Last year I was all about the pumpkin. I couldn’t get it out of my head. But this year, I felt like I was over it before pumpkin season even began. To me, pumpkin season starts in October and seeing the internet packed with pumpkin recipes at the beginning of September, while I was still picking strawberries and tomatoes from my garden and trying to hold onto that summer feeling as long as I possibly could, I started to feel pretty “meh” about pumpkin. I’ve come to the realization that my love of pumpkin has a lot to do with how much I’m embracing fall that particular year. Fall here usually means, 3 weeks of fall and then 7 months of winter, so I wasn’t really looking forward to it this year. I’m pretty sure that had the biggest impact on my “No More Pumpkin!” attitude.

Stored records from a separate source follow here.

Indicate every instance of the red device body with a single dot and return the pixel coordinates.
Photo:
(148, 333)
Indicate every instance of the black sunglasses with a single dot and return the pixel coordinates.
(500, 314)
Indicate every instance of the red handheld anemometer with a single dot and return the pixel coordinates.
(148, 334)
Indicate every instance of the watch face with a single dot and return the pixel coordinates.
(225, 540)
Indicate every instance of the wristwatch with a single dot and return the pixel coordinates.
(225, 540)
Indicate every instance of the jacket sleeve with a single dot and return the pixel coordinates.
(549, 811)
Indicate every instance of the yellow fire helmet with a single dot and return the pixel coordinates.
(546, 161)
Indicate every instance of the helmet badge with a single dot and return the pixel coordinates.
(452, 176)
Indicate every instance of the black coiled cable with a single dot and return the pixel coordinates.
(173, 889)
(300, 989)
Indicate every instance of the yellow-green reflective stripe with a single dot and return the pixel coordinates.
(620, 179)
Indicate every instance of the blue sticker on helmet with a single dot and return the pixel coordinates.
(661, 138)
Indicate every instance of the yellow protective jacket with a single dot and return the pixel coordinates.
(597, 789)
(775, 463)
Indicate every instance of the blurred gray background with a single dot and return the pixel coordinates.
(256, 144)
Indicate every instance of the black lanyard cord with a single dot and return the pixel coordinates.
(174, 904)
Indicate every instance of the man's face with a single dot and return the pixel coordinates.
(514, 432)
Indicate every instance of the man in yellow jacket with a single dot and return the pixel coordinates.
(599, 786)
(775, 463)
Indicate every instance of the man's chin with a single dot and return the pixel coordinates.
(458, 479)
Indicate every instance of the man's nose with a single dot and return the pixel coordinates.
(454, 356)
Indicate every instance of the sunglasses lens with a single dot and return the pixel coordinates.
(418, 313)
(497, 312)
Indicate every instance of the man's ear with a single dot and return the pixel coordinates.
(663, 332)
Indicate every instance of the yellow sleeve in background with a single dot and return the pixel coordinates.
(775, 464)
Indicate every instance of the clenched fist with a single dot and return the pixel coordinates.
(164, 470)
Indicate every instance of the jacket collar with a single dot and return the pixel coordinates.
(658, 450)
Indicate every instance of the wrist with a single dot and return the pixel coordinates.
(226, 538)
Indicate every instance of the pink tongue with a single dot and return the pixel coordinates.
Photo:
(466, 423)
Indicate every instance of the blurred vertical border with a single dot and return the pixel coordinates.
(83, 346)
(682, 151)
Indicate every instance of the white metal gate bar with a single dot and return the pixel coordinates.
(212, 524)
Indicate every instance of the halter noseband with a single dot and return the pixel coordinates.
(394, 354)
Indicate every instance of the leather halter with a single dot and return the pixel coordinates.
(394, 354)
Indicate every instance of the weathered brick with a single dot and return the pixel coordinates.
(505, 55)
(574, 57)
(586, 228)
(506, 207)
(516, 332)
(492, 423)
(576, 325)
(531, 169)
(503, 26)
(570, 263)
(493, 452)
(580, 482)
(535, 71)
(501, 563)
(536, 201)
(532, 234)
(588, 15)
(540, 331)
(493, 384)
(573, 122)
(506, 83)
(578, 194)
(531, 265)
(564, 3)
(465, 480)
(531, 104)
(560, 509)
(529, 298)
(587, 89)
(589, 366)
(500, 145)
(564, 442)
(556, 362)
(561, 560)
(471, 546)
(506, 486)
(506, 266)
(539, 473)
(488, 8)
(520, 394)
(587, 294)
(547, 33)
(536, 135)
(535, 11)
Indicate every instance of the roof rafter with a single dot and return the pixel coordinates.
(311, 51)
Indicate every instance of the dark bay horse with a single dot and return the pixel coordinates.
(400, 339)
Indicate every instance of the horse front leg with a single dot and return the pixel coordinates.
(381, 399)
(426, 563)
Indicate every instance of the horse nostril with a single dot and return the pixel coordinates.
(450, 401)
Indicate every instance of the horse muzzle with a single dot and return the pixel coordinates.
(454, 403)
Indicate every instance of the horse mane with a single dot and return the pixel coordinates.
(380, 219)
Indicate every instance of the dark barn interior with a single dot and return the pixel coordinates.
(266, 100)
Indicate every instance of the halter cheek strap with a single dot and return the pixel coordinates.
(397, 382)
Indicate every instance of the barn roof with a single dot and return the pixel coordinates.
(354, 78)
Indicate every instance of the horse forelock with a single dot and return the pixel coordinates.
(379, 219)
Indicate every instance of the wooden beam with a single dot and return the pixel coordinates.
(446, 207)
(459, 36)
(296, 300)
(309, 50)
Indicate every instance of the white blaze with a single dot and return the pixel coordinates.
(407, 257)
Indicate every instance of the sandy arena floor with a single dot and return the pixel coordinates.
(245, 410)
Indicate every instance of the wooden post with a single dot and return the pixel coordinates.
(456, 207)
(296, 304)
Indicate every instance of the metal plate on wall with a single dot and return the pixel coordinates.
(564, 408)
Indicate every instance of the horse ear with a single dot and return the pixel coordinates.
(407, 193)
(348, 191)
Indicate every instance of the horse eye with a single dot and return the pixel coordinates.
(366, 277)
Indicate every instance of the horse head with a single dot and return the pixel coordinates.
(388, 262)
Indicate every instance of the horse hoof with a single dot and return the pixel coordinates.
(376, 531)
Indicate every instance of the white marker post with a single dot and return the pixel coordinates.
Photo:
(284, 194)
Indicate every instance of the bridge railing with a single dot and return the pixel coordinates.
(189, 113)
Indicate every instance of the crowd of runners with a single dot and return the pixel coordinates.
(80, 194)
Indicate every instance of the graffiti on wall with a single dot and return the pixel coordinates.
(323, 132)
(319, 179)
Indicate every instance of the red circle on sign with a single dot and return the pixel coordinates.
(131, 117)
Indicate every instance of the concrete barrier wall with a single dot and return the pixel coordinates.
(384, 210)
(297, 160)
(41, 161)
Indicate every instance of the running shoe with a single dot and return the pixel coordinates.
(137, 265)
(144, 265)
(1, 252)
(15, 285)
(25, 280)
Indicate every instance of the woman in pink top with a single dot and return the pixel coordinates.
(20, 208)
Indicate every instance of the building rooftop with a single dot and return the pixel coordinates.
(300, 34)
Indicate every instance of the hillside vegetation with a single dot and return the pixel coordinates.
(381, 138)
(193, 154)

But, we ended up having a pretty amazing fall, and I really should have embraced it sooner, because once I finally did let down my guard winter arrived. Oh well, whatcha gonna do. :)
This quick bread caught my attention enough to get me to brush the cobwebs off of my canned pumpkin for several reasons. 1) It’s made with 100% whole wheat flour. 2) It’s sweetened with maple syrup (and, that’s it!). 3) It has oats. And, I love me some oats. This is a feel good quick bread that can be enjoyed with a cup of tea or coffee, while you watch the snow fall (even if it’s a bit too early for your liking), and it brings the comfort of spices and whole grain goodness.
Pumpkin Oat Bread
- 3/4 cup rolled oats
- 1 cup whole wheat pastry flour
- 1/2 teaspoon salt
- 1/2 teaspoon nutmeg
- 1/2 teaspoon ginger
- 1 teaspoon cinnamon
- 1 teaspoon baking soda
- 1/2 cup chopped pecans
- 1 cup pumpkin puree
- 1 teaspoon vanilla
- 3/4 cup maple syrup
- 1/3 cup melted butter (or coconut oil)
- 2 eggs
- 1/4 cup rolled oats + 2 tablespoons chopped pecans, for topping
Place oats in a food processor or blender. Pulse until oats are finely ground. Pour into a large bowl along with flour, spices, baking soda, and pecans. Set aside.
In a medium bowl whisk together pumpkin, vanilla, maple syrup, butter, and eggs, until combined. Pour into dry ingredients and mix just until combined.
Scrape batter into a greased 8 or 9-inch loaf pan. Sprinkle with additional oats and pecans. Bake at 350˚ for 50-60 minutes, or until a toothpick inserted near the center comes out clean. Allow to cool for 10 minutes before removing to a cooling rack to cool completely.